The value of genome sequencing goes beyond cataloguing potentially useful enzymes,
as exemplified by the recently published genomic study of strain NUB3621 (Blanchard
et al., 2014). Some previous attempts to fully exploit the potential of Geobacillus
strains as whole-cell catalysts have been frustrated by the paucity of genetic and
genomic resources (my own PhD research project in the mid-1990s being a case in point;
Studholme, 1998). However, strain NUB3621 is a promising laboratory workhorse strain.
It is one of the few Geobacillus strains that has been shown to be readily transformable
with plasmid DNA (Wu and Welker, 1989); protocols have been developed for genetic
analysis (Chen et al., 1986) and a genetic map has been available for more than two
decades (Vallier and Welker, 1990). Strain NUB3621 is a mutant derived from wild-type
strain NUB36 that lacks its parent strain's restriction-modification system and this
probably contributes to transformation efficiency. Incidentally, and consistent with
this, we observed that transformation efficiency was significantly affected by the
methylation status of the plasmid DNA (Thompson et al., 2008).

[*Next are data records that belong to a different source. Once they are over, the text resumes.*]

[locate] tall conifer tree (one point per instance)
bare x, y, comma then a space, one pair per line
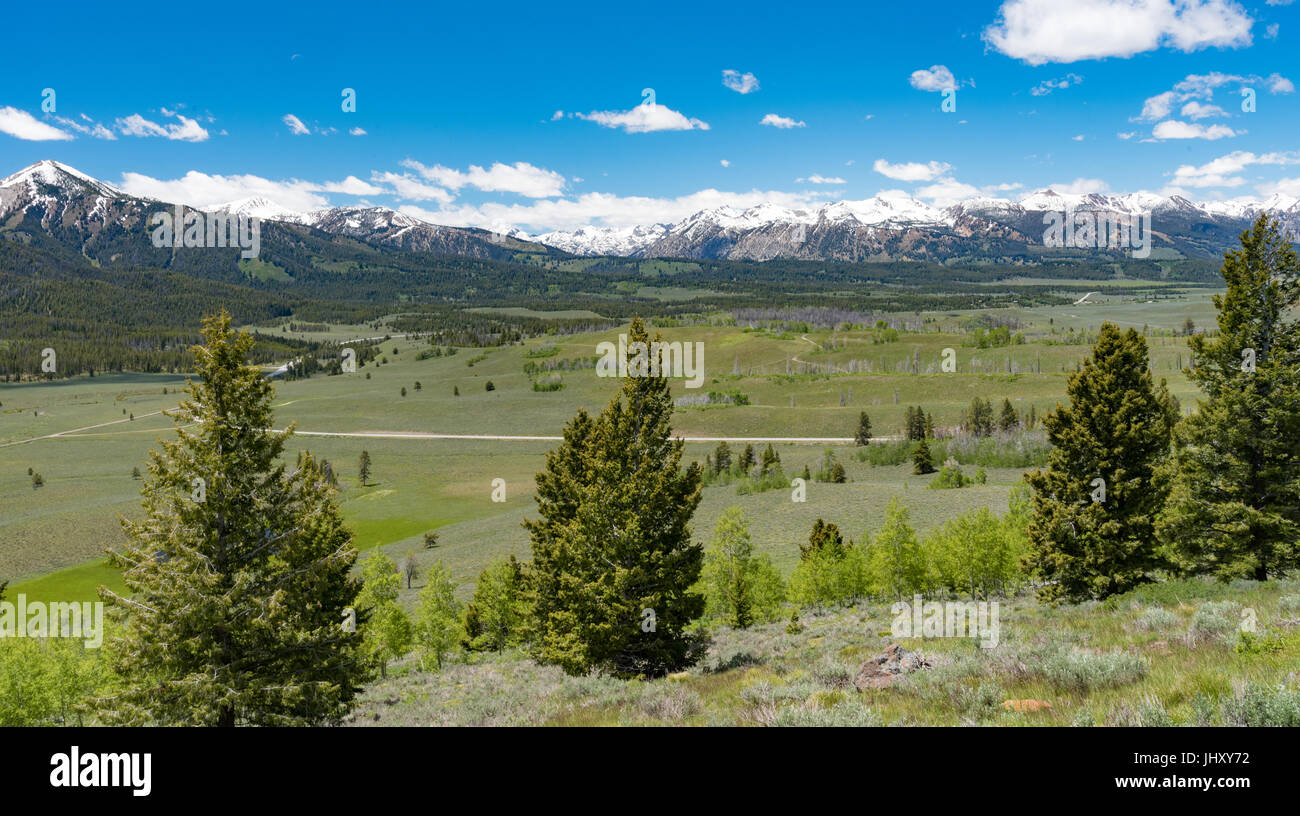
612, 560
1235, 506
238, 574
1095, 538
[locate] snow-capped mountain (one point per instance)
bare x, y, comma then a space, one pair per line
53, 202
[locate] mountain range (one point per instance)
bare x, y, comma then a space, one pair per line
51, 202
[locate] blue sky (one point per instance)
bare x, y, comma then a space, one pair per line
520, 114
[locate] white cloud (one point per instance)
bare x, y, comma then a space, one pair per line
406, 186
520, 178
22, 125
91, 127
1040, 31
911, 170
947, 191
1283, 186
183, 130
780, 121
1174, 129
295, 125
1201, 87
644, 118
739, 82
937, 78
1222, 172
1047, 86
1196, 111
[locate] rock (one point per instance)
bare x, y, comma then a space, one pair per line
1026, 704
884, 668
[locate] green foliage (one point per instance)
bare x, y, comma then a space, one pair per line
950, 477
47, 681
237, 597
612, 545
437, 623
1116, 429
978, 419
740, 587
363, 468
1234, 508
922, 461
498, 611
978, 554
897, 561
863, 434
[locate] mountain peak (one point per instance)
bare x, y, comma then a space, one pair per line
50, 173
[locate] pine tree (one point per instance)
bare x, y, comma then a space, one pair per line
922, 461
1092, 533
612, 558
238, 591
363, 468
746, 460
863, 435
1009, 420
824, 538
722, 458
1234, 510
979, 417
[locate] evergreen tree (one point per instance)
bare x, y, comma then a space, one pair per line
1096, 538
1009, 420
612, 558
823, 538
722, 458
863, 435
1234, 508
922, 461
237, 593
746, 460
363, 468
979, 417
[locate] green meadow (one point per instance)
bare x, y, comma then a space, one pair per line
85, 435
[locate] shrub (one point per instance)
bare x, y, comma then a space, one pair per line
1156, 619
1288, 606
1260, 706
841, 715
1084, 672
1214, 621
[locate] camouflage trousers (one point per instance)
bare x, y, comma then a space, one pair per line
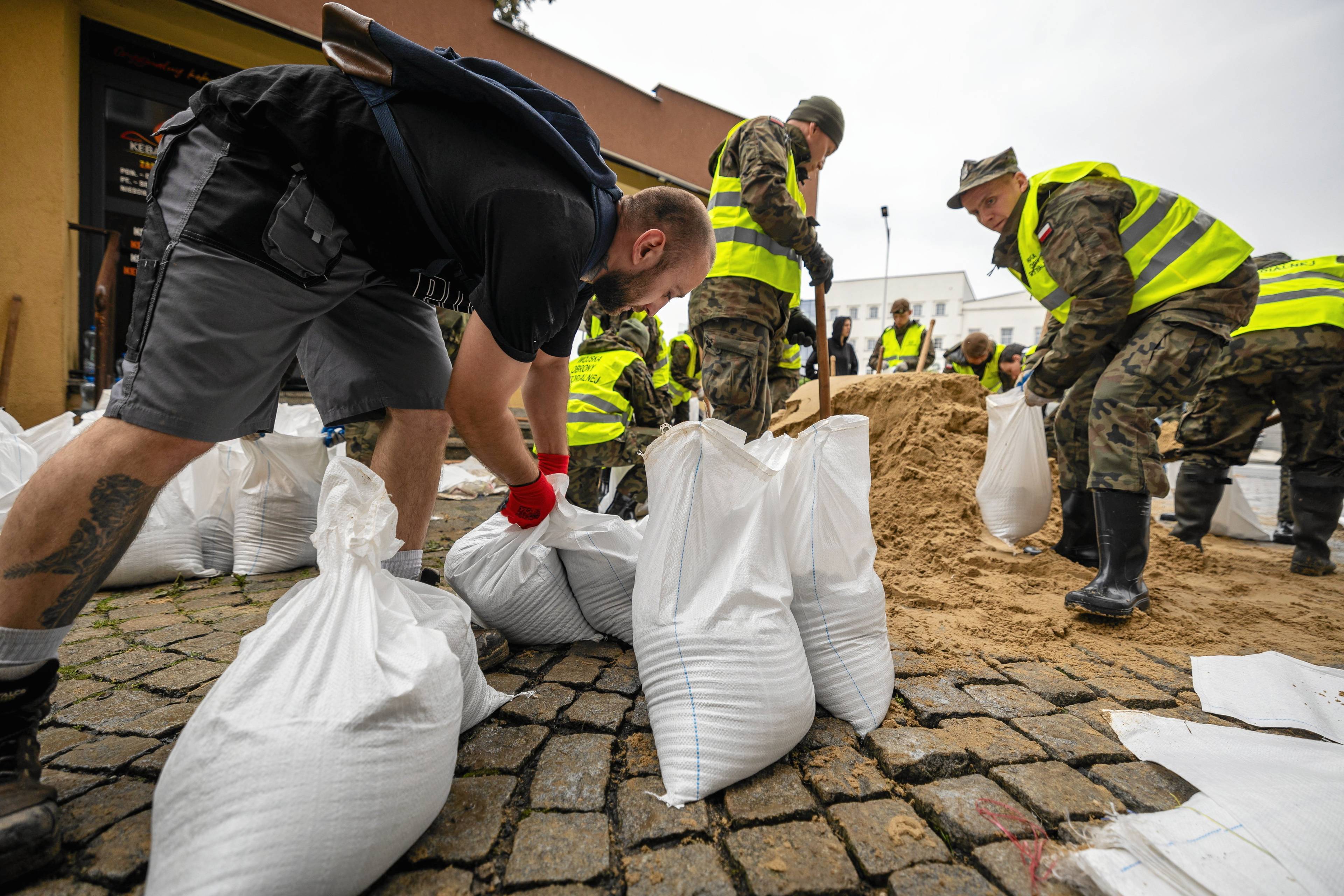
588, 463
736, 371
1299, 371
1105, 432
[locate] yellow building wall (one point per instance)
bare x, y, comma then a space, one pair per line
40, 164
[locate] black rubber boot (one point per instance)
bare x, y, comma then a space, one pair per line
1316, 511
1123, 540
1078, 540
30, 822
1198, 492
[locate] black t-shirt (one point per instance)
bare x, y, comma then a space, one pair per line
517, 217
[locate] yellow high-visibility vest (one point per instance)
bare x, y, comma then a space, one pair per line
1300, 295
990, 379
906, 350
693, 370
596, 412
744, 248
1170, 242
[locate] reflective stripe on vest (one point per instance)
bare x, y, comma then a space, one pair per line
597, 413
1300, 295
1171, 245
906, 350
680, 393
990, 379
744, 248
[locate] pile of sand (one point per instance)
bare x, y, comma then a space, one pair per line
949, 592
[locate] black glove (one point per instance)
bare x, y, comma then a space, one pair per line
820, 268
802, 330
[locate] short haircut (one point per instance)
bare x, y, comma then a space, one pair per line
976, 344
677, 213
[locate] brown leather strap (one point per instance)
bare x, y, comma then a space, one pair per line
349, 46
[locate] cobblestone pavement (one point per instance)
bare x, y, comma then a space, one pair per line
555, 794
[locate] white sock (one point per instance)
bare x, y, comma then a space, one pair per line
405, 565
23, 651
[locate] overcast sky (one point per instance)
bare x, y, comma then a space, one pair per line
1236, 104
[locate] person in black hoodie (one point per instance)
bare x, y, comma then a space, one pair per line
840, 348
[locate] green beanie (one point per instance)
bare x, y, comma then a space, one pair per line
826, 113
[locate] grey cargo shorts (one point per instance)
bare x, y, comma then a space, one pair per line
241, 269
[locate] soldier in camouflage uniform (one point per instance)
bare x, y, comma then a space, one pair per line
590, 463
737, 319
1112, 370
1296, 370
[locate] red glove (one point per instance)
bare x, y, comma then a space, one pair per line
529, 504
550, 464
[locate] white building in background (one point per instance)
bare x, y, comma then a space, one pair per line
944, 300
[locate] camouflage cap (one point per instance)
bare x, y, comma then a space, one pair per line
982, 173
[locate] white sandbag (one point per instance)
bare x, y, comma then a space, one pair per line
838, 597
328, 746
1015, 488
600, 554
515, 583
167, 546
721, 657
468, 480
276, 506
298, 420
50, 436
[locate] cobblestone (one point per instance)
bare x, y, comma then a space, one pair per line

Being one of the most genetically amenable Geobacillus strains, NUB3621 was obviously
a high priority for genome sequencing. But rather than simply announcing and describing
its genome sequence, the authors went on to show how the genome sequence could be
exploited to further develop the strain as a host for heterologous expression and
metabolic engineering (Blanchard et al., 2014). Specifically, they used the genome
sequence to clone two promoters and incorporated them into plasmid vectors: one for
inducible gene expression and one constitutive. The authors also mention that they
tried other promoters that did not work so well; presumably, the availability of the
genome sequence allowed them to relatively quickly screen a number of candidates until
they found the best ones. The combination of a genome sequence, allowing relatively
facile construction of expression and/or knock-out constructs and a global view of
metabolism, along with transformability and a wide range of growth temperatures [between
39 and 75°C (Wu and Welker, 1991)] make NUB3621 a strong candidate as the preferred
thermophilic host for rationally designed metabolic engineering.
What's next?
The availability of complete (or nearly complete) genome sequences for nearly 30 Geobacillus
strains (Table 1) as well as large-scale proteomic data for at least one (Feng et al.,
2007; Li et al., 2012) should certainly accelerate cloning, expression and characterization
of novel thermostable and thermo-active enzymes, at least in an academic research
context. However, there has been relatively little industrial uptake of enzymes from
thermophiles, with much greater use of proteins originating from mesophiles but engineered
for thermo-stability (Haki and Rakshit, 2003; Taylor et al., 2011). The convergence
of genomic data and transformability, at least for strain NUB3621, should help to
remove the barriers to greater exploitation of thermophiles. However, genome sequences
are not yet publicly available for the handful of other readily transformable Geobacillus
strains such as G. thermodenitrificans K1041 (Narumi et al., 1992), G. stearothermophilus
IFO 12550 (Imanaka et al., 1982), NRRL 1174 (Liao et al., 1986) and G. thermoglucosidasius
TN (Thompson et al., 2008). Furthermore, although it is possible to predict the metabolic
networks of bacteria from complete genome sequence, there is a need for comprehensive
testing of these predictions through metabolomics. Only then can we rationally design
genetic interventions to predictably manipulate metabolism. And finally, palaeo-genomics
of ancient Geobacillus spores, which may be viable after billions of years of dormancy,
might shed light on population-genetics and evolutionary processes over timescales
that we previously assumed to be intractable (Nicholson, 2003; Zeigler, 2005).